As it prepares to spin off PayPal over the summer, eBay reported stronger than expected first quarter earnings Wednesday thanks to its growing payments business. But eBay’s marketplace is declining, which doesn’t bode well for its success after saying goodbye to PayPal.

Indeed, the report hammered home the divergent trajectories of the two businesses in one nugget of data. PayPal, the one-time upstart in the corporate family, has finally eclipsed eBay’s marketplace in revenue.

Sales in EBay’s bazaar of antique vases, used cars and outlet clothing fell 4% to $2 billion. Meanwhile, PayPal’s revenue grew 14% to $2.1 billion, slightly edging out its sister division.

The payments arm has long been the fastest growing business for eBay. The core marketplace business was still growing, although at a slower rate than PayPal. But while digital and mobile payments take off, the marketplace business has recently floundered amid stiff competition from Amazon and others. The changing of the guard was inevitable.

In anticipation and under pressure from investor Carl Icahn, eBay decided to spin-off PayPal, the company it acquired more than a decade ago. CEO John Donahoe explained that the once-symbiotic relationship between the two divisions wasn’t as tight as it used to be and that they could do better alone while focusing on their respective businesses.

While all signs point to PayPal emerging from the spinoff as a healthy company, it will likely be a different story for eBay. Without PayPal, eBay would merely be a slow-growth business at best and a possible acquisition target, and a possible acquisition target of Chinese e-commerce giant Alibaba could be an interested buyer as it looks to expand to the U.S.

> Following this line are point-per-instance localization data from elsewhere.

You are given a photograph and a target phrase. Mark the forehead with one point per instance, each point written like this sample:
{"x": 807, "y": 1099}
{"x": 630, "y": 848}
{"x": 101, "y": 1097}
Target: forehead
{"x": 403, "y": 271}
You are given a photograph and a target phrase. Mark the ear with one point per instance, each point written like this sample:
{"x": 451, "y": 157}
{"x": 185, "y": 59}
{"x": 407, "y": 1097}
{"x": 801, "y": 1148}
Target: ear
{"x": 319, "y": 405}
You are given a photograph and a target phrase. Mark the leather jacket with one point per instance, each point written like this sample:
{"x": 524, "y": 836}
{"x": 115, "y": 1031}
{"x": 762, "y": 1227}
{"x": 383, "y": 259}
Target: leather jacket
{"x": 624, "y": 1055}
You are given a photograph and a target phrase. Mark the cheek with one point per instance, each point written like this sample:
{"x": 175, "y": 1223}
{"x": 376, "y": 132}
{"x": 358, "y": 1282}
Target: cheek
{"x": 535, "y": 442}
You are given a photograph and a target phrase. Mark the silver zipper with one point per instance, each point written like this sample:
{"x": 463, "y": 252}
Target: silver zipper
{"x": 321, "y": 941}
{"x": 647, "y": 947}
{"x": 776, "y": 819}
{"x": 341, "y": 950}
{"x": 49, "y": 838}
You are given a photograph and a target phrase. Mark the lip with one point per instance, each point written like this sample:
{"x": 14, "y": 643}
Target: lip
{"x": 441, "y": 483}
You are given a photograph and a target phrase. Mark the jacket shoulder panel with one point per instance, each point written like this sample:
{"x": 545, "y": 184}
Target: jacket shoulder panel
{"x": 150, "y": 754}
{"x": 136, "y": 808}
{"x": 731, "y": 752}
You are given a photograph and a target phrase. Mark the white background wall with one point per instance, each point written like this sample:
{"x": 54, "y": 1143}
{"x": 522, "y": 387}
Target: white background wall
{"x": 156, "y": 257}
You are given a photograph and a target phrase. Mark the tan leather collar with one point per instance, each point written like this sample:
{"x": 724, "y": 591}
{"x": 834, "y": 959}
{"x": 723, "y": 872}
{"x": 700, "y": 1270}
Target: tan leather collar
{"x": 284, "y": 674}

Short term, however, Devin Wenig, the future CEO of eBay’s marketplace business, mentioned another challenge for eBay’s marketplace. Recent changes by Google to its search algorithm has negatively impacted product listings in results and that eBay is looking to fix the problem.

Thankfully for eBay, it doesn’t look like the company will face competition from PayPal anytime soon. Earlier this month, the company revealed additional terms of the split, with eBay and PayPal entering into a deal that prohibits them from competing against each other after they’ve parted ways. PayPal is blocked from creating its own marketplace for physical goods, while eBay has promised to steer clear of building a payments system. As part of the agreement, the two companies will share data around payment risk and security.

In prelude to the split, eBay and PayPal still report their earnings as a combined company. Its overall quarterly revenue increased 4% from a year earlier to $4.45 billion, in line with analyst expectations. Profits excluding certain expenses came in at $943 million or 77 cents per share, slightly higher than the 70 cents that analysts had predicted.

EBay’s core marketplace quarterly revenue declined for first quarterly decline since 2009. Gross merchandise volume for fell 2% to $20.1 billion. International volume, which was always touted as a huge growth opportunity for eBay, was down 4% in the quarter.

As expected, PayPal had a strong quarter in which payment volume rose 18% to $61 billion and the number of transactions grew 24% to over 1 billion. Mobile payments through PayPal are up 40% year-over-year and now represent 30% of all transactions.

PayPal isn’t immune from competition either, especially on mobile, with Apple Pay, fast growing payments unicorn Stripe, Google and others all vying to power payments for consumers. We’ll see how Wall Street values both PayPal and eBay in the coming months.